C'est encore toi qui me forçais à faire ces marches en montagne, quand tu voyais que je m'enfermai plus que d'ordinaire dans ma chambre pour me laisser transpercer par mes idées noires qui s'immisçaient de plus en plus souvent dans mon pauvre crâne de lycéen harcelé par les petits cons de sa classe.
Tu avais ce don, de savoir à quel moment il fallait venir me secouer, à quel moment il fallait me laisser souffler, seul.
J'adorais discuter avec toi. Toi seul savais trouver les mots que j'avais besoin d'entendre. Maman était là bien sûr, pleine de bonne volonté, mais cela n'avait jamais été pareil.
Il y avait quelque chose entre toi et moi.
Un lien.
Fort.
Unique.

Tu vas me manquer mon cher petit papa.

Je me retrouve là, comme un crétin, assis en indien dans le canapé usé de notre salon, plongé dans la pénombre de la nuit qui tombe doucement à l'extérieur.
Je ressasse tout ça.
En boucle.

Tes rires, tes grimaces, tes p'tites piques, tes conseils.
Tout ça défile devant moi.

Je me souviens de ton sourire – tu avais l'air fier, ou peut-être rassuré ? – quand je t'avais annoncé il y a quelques jours, après avoir hésité pendant des semaines, qu'une fille m'intéressait au lycée et qu'il me semblait que mes sentiments pouvaient être réciproques. Tu m'avais donné des conseils pour me déclarer. Tu m'avais parlé de tes propres expériences, celles qui avaient marché et surtout celles qui avaient complètement foiré.
Qu'est-ce qu'on avait pu rire ce jour-là !

Je t'aimerai pour toujours mon petit papa.
Mais il faut que tu saches, que ce jour-là, t'as vraiment merdé. Tes conseils s'étaient avérés de la merde en boîte. Désolé de te parler de cette manière, mon petit papa.
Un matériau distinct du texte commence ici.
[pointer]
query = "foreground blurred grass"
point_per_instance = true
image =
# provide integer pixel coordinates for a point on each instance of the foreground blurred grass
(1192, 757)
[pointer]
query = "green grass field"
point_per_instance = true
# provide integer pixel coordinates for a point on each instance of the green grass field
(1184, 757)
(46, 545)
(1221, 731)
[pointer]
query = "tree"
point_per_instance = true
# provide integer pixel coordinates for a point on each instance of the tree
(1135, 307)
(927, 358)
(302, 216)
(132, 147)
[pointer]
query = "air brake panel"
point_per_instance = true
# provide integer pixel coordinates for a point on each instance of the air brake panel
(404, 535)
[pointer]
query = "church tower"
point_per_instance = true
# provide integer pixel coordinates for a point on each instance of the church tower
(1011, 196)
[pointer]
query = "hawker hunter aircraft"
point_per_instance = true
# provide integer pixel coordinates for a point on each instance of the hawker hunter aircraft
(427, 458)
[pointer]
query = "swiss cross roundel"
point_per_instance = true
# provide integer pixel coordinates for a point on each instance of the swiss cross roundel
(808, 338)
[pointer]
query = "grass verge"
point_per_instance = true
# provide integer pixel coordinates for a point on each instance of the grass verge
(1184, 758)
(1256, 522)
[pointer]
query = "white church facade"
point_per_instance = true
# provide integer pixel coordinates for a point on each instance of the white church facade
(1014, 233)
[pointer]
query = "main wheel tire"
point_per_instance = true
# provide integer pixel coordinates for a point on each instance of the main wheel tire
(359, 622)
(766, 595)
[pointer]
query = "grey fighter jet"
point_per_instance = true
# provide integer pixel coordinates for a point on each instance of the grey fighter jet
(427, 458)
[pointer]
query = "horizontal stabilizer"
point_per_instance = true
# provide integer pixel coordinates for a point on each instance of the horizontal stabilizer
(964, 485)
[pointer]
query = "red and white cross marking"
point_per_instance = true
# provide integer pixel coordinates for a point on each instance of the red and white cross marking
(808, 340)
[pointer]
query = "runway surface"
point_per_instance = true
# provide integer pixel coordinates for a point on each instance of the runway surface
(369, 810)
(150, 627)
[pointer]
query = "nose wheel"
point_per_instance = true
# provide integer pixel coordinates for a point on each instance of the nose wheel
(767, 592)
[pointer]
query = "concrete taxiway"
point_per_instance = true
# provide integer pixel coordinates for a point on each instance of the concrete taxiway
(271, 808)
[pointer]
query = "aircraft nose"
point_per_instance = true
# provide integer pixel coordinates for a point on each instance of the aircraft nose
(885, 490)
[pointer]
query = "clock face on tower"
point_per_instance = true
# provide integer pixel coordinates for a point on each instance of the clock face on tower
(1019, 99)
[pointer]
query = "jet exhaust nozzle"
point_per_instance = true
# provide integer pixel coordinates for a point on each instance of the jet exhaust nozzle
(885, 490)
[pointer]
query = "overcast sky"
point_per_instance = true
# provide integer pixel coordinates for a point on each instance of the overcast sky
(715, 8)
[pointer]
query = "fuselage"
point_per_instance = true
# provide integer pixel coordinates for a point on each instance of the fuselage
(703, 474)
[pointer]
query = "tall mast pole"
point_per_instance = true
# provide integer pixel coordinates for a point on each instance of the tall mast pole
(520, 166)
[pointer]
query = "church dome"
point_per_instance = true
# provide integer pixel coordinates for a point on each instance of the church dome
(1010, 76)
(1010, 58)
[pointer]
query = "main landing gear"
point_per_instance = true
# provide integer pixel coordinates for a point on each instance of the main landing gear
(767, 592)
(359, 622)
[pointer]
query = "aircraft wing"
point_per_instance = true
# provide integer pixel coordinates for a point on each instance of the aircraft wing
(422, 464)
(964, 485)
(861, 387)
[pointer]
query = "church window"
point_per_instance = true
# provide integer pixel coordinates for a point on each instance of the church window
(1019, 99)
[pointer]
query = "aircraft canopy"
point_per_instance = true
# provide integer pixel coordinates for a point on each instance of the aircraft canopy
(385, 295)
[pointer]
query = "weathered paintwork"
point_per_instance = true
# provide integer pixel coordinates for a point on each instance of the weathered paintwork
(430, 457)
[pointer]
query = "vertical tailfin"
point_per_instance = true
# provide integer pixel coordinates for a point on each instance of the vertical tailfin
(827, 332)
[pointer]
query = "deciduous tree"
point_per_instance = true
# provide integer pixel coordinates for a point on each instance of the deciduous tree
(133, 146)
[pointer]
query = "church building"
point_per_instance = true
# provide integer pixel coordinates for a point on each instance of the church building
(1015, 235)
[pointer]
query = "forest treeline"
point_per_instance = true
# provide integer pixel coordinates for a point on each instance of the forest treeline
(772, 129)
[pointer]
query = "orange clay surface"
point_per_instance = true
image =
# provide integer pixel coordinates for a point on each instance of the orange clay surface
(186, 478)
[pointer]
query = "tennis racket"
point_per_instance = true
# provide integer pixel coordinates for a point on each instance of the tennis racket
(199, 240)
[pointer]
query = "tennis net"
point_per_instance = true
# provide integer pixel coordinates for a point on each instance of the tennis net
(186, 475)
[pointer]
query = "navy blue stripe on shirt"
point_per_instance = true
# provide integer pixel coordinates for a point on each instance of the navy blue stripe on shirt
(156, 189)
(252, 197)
Mais c'est la vérité.
De la Merde en Boîte.

Ce jour-là, il aurait été préférable que tu t'adresses à moi comme à un adolescent de seize ans pas totalement bien dans ses baskets, et non pas comme à un gamin.
Il aurait été préférable que tu sois réaliste – bordel, papa, t'as vu la gueule que je me paie ! – en me conseillant de me focaliser sur mes études et pas sur les filles.

« Trouve-toi un bon boulot et tu verras, les filles, ça te tombera tout seul dans les bras, une fois que t'auras du pognon. »


Ça, - ça, putain !!! – ça aurait été un vrai conseil de père.

A cause de toi, je me suis sans doute pris aujourd'hui le plus gros râteau que le monde ait connu. La fille – cette pétasse de Nancy – ne s'est pas contentée de me rembarrer, mais elle est partie en fou rire.

J'ai pas supporté, papa.
Je l'ai frappée.
Je voulais pas, mais ç'a été plus fort que moi. Je l'ai frappée. Son fou rire s'est évanoui instantanément. Elle m'a regardé avec de gros yeux hébétés, une main sur la joue que j'avais giflée. Des larmes vinrent embrumer ses yeux clairs. Tu l'aurais vue, elle n'avait plus rien d'attirant à ce moment-là.
Elle est partie en courant.

Je sais que je vais avoir des problèmes, papa.

Mais merde, quoi ! Tout ça, c'est de ta faute !
Tu aurais dû m'empêcher de me lancer dans ce plan foireux. Tu aurais dû !

Je t'aimerai toujours, mon petit papa. Malgré tout.
J'espère que tu me pardonneras.
J'aurais voulu oublier où tu rangeais ton flingue.
J'aurais voulu ne pas te croiser à la maison, ce soir.
J'aurais voulu pouvoir en finir seul.

Je t'aimerai toujours, mon petit papa.
Mais ce qui nous arrive ce soir, c'est de ta faute.